There were a number of historical errors in the movie, most done for film purposes, but nonetheless they give a false impression of the events. Early on Robinson and Smith meet in Florida in 1946. The scene is written as if the two men didn’t know each other, but they had been acquaintances since at least 1944. At the end of the flick Robinson hits a home run to clinch the pennant for the Dodgers. The game in question took place 17 September 1947 and did clinch the pennant. Robinson hit a fourth inning homer to put the Dodgers ahead to stay in a 4-2 victory over Pittsburgh. The movie leaves the impression he does it late in the game and it’s the deciding run. The movie essentially tells us that Robinson’s homer won the pennant, but the pennant winning runs were scored an inning later (and Robinson was involved). It’s more dramatic the way the flick does it, but it’s not exactly right. Also the movie shows the famous “if we can’t use the restroom, we’ll fill up our bus somewhere else” scene. But the scene ends with Robinson meeting Clyde Sukeforth for the first time. The two events were unconnected.

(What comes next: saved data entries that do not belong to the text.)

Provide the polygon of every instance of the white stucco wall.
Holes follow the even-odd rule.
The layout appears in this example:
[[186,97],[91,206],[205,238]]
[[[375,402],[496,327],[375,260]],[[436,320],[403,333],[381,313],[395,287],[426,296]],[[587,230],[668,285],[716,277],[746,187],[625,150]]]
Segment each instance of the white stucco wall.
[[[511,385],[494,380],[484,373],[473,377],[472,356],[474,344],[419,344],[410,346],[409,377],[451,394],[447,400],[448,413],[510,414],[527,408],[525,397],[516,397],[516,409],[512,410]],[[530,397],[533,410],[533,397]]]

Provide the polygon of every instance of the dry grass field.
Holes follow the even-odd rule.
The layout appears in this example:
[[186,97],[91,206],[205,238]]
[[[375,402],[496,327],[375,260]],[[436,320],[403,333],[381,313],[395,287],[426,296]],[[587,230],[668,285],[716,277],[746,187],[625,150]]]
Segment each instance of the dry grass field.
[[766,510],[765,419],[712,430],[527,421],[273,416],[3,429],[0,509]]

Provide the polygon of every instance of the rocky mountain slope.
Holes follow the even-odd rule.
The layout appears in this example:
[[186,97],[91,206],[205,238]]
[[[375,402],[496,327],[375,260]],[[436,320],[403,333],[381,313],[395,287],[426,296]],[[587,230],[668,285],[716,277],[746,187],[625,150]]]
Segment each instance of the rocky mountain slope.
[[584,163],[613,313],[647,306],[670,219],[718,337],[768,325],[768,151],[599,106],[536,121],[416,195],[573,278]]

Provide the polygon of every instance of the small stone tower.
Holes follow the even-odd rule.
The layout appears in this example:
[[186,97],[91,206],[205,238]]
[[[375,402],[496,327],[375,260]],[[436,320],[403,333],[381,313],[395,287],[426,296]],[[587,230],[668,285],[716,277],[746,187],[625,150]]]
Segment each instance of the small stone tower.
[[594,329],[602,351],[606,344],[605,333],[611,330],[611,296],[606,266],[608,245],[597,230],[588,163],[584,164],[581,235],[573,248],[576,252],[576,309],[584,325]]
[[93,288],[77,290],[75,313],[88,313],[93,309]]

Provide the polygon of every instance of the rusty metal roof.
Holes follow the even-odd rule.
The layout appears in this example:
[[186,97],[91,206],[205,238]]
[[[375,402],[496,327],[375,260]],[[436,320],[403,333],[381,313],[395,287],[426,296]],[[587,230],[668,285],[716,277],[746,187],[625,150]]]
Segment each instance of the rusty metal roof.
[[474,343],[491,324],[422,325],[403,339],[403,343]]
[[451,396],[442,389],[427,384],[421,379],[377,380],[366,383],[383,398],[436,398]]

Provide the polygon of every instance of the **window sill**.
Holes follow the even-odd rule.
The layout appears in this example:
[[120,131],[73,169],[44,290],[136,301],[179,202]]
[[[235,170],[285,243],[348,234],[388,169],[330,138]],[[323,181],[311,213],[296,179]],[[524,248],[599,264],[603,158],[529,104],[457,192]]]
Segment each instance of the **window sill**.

Having said all that, it’s nice to see the movie mention the Robinson court-martial (he refused to move on a bus long before Rosa Parks), although it’s only a passing mention. The interplay between Boseman and Ford, which in many ways is the heart of the movie, is very good. And the baseball action is well choreographed, although, as with any movie about Robinson, the baseball aspects of the film are secondary to the main plot line. One of the finest scenes is between Robinson and Smith in which Smith reminds Robinson that he (Smith) can’t sit in the press box, but has to sit in the stands and type his story as he watches. It reminds Robinson of just how important his actions are in changing things.

I suggest you see “42”. It’s worth the effort and the money, if for no other reason than the atmospheric filming. Just remember to take some of the events with a grain of salt.